Southern California air traffic control swtiched from stable Unix systems to Windows. Mix in an "improperly trained" newbie technician who never reboot the system properly, some Windows design integration issues, and you get a close shave involving 800 planes in the air.
The funny thing was that when I read this report, it was on the same page as a Microsoft Windows Server banner campaign (screen shots provided in case banners change).
The copy of one of the banners read:
"First he was 'the new guy.'"
"Then he was 'Ben in IT.'"
"Now he is Mr. '25% Lower TCO on Dealer Infrastructure Management.'"
"What will they call you?"
"Make a name for yourself with Windows Server System."
So now that "new guy" technician is called "Mr. Almost Caused 800 Planes to Crash."?
Make a name for yourself indeed.
Failure to restart system caused data overload.
By Matthew Broersma, Techworld
A major breakdown in Southern California's air traffic control system last week was partly due to a "design anomaly" in the way Microsoft Windows servers were integrated into the system, according to a report in the Los Angeles Times.
The radio system shutdown, which lasted more than three hours, left 800 planes in the air without contact to air traffic control, and led to at least five cases where planes came too close to one another, according to comments by the Federal Aviation Administration reported in the LA Times and The New York Times.

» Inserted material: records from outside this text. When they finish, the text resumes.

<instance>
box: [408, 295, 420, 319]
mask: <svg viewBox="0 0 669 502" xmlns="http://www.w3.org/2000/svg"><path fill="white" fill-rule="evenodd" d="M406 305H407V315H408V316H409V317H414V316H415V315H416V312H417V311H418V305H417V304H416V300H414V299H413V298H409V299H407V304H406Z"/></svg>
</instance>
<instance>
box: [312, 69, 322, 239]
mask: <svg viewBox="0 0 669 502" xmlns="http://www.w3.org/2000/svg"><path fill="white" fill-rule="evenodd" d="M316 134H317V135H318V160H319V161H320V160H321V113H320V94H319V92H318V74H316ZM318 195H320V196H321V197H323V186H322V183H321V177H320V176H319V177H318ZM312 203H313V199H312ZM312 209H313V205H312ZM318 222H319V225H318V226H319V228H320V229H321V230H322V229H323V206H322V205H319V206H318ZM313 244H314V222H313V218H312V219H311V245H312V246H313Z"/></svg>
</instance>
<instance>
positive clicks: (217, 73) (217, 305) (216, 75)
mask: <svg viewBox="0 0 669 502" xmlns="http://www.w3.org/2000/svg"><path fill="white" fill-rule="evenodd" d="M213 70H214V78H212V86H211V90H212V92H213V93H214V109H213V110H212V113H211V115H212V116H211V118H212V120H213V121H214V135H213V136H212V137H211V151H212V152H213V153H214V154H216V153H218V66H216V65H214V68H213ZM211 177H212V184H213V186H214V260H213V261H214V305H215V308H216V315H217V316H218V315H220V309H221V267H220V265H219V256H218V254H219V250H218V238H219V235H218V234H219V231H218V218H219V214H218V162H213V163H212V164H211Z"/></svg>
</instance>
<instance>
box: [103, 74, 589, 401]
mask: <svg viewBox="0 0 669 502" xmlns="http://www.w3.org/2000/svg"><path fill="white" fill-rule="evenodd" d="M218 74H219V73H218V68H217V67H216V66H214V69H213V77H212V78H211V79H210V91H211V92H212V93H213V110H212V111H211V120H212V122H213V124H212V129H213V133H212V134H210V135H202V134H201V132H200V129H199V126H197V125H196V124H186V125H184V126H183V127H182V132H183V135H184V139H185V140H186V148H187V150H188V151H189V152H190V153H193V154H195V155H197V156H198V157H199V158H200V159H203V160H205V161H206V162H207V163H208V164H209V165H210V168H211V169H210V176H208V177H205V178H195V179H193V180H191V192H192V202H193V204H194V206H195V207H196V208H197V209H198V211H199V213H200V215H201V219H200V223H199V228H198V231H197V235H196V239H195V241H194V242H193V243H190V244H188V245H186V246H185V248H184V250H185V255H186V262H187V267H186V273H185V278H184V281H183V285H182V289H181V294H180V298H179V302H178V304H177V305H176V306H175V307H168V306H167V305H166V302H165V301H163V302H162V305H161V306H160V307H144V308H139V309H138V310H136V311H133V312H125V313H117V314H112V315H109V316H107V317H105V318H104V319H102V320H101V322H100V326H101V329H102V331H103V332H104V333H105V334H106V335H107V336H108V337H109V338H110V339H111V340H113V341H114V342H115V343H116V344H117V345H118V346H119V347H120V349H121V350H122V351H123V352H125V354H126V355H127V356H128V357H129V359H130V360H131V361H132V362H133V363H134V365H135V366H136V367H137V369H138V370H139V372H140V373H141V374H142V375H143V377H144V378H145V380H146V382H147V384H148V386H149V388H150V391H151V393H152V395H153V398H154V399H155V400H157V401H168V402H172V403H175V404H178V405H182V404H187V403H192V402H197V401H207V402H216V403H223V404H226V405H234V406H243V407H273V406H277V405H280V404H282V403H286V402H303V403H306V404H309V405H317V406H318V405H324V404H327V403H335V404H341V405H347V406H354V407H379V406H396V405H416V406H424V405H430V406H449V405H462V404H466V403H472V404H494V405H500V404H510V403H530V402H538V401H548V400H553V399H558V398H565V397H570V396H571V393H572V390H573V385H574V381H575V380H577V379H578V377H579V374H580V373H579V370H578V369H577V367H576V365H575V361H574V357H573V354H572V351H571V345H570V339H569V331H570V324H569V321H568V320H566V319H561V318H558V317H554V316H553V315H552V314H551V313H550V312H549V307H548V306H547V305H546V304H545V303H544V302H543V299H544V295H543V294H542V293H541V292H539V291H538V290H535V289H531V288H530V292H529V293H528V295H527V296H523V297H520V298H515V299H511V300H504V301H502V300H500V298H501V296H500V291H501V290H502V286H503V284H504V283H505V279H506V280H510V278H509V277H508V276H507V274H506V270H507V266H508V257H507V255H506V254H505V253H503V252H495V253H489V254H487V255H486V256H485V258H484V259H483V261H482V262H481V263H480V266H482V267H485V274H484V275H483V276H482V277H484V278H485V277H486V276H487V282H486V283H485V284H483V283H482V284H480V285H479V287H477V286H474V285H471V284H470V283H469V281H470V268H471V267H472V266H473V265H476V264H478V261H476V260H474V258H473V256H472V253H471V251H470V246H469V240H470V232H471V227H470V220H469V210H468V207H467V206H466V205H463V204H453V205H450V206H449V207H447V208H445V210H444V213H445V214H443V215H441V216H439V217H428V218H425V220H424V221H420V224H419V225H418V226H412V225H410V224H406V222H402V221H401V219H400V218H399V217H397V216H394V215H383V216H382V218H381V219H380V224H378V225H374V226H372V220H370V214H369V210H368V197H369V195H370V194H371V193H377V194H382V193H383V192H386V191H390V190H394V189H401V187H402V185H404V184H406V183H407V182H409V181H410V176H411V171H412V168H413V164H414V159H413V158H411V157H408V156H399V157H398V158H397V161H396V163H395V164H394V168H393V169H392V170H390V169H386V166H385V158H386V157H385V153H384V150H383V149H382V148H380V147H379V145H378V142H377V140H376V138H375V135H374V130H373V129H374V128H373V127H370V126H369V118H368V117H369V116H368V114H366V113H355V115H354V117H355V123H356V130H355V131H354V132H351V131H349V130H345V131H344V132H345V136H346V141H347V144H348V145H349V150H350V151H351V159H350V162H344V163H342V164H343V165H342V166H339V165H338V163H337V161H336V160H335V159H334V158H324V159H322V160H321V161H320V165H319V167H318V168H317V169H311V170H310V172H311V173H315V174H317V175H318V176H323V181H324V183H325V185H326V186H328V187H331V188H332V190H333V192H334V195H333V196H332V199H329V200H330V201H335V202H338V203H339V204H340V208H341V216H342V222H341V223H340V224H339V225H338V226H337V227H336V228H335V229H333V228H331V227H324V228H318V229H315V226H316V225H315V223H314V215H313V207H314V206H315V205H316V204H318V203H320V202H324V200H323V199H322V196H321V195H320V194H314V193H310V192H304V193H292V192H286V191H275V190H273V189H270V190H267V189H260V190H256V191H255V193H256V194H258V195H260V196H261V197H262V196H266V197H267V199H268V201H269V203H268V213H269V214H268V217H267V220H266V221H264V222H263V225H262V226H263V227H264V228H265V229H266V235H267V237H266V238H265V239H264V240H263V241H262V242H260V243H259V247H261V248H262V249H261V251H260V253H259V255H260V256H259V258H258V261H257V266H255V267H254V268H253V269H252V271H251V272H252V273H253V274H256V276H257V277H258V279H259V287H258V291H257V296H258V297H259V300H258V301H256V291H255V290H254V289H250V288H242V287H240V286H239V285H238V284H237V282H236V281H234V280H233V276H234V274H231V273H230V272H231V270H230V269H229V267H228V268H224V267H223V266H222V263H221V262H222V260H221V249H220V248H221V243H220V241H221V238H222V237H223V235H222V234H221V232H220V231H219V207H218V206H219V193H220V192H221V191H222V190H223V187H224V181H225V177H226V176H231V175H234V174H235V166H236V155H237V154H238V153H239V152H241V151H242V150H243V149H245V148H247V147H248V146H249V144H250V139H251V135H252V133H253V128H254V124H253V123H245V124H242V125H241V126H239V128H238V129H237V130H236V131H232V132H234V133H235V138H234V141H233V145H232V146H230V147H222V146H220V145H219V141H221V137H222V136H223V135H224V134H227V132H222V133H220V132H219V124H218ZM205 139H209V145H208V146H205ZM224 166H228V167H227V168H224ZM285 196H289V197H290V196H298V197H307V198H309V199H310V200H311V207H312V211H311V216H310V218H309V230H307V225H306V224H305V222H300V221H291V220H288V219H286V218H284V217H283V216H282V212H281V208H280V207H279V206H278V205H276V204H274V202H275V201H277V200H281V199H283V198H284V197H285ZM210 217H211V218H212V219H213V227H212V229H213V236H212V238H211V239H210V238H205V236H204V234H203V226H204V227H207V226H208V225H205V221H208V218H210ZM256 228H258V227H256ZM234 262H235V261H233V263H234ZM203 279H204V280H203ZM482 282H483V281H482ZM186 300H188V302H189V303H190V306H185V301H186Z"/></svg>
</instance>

Air traffic controllers were reduced to using personal mobile phones to pass on warnings to controllers at other facilities, and watched close calls without being able to alert pilots, according to the LA Times report.
The failure was ultimately down to a combination of human error and a design glitch in the Windows servers brought in over the past three years to replace the radio system's original Unix servers, according to the FAA.